Lorsque ce van s’arrête, c’est le plus souvent pour rencontrer des gens de la communauté des nomades américains. Impossible de rester de marbre face à leur acharnement à refuser de capituler devant la chienlit de leur vie, face aussi à ce réflexe qu’ils ont de ne jamais oublier de se tendre la main, malgré leur misère. Et pour cet aspect-là, si humaniste, du film, Ken Loach n’est pas loin.
- Pour ce nouvel opus, Chloé Zhao n’a pas dérogé à sa façon de faire habituelle, qui est de « travailler »avec des comédiens non professionnels. Elle a juste fait exception pour deux personnages, celui de l’homme qui va essayer, en vain, de re-sédentariser Fern, qu’elle a offert à l’immense David Strathairn, et celui de Fern, qu’elle a confié à Frances McDormand.
- Dire que cette dernière « porte » Nomadland relève de l’euphémisme tant la comédienne, par l’engagement, le naturel et l’authenticité de son jeu, insuffle à ce film une intensité et une poésie extraordinaires. La prestation de l’actrice (épouse, dans la vie de Joël Coen) est si exceptionnelle qu’elle lui a valu de décrocher le troisième Oscar de sa carrière, le premier ayant été obtenu en 1997 pour Fargo de Joël et Ethan Coen, et le deuxième, en 2017 pour 3 Billboards, les panneaux de la vengeance de Martin McDonagh.
Quelques réserves
Je n’en vois aucun.
Encore un mot...
C’est fou le pouvoir qu’ont certains réalisateurs : Il leur suffit de braquer leur caméra sur une seule personne et comme par magie, en arrière plan, c’est toute la classe sociale de cette personne qui est embrassée. Avec ces réalisateurs, le particulier accède à l’universel et c’est ce qui en fait des créateurs uniques.
Dans le monde, ils ne sont pas si nombreux à posséder cette faculté-là, et souvent, il leur a fallu un bon bout de temps et beaucoup d’expérience pour se l’approprier. C’est dire si Chloë Zhao est douée puisqu’en trois films, à 40 ans à peine, elle l’a déjà acquis. En suivant dans Nomadland une sexagénaire, que le malheur a boutée hors de la si sécurisante sédentarité, c’est toute la précarité de cette catégorie de gens - dont l’Amérique prospère n’aime pas trop se revendiquer - qu’elle nous fait toucher du doigt.

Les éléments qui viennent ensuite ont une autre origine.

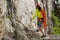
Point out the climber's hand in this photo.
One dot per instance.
(30, 20)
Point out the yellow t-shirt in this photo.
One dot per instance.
(37, 14)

Courageux, émouvant, poétique, exsudant l’humanisme à chacun de ses plans, Nomadland a valu à Chloé Zhao d’être la première cinéaste chinoise à recevoir l’Oscar de la réalisation. Une récompense, parmi une pluie d’autres recueillies, à juste titre, dans le monde entier.
Une phrase
« Mon objectif n’était pas de livrer un commentaire social sur ce que le capitalisme américain a de mauvais, cela ne m’intéressait pas… Ce que je voulais c’était entrer dans ce monde et explorer une identité américaine unique, celle du vrai nomade » (Chloé Zhao, réalisatrice).
L'auteur
Née en 1982 dans le Pékin de la Chine communiste, Chloé Zhao s’est installée à New York il y a une quinzaine d’années. Après avoir fait des études de sciences politiques au Mount Holyoke College, puis étudié le cinéma avec Spike Lee à l’Université de New York, elle devient réalisatrice par le court métrage. Elle en tourne quatre dont, en 2010, Daughters, Grand Prix au festival de Palm Springs, avant de se lancer en 2014 dans le long, avec Les Chansons que mes frères m’ont apprises. En 2017, c’est The Rider, qui raconte le retour à la vie d’un jeune cavalier, brusquement privé de sa passion pour le rodéo à cause d’un accident. Pour ce film qu’elle a des difficultés à financer, la jeune cinéaste (qui, depuis ses débuts, écrit et monte ses films) ajoute une autre corde à son arc : elle se fait productrice.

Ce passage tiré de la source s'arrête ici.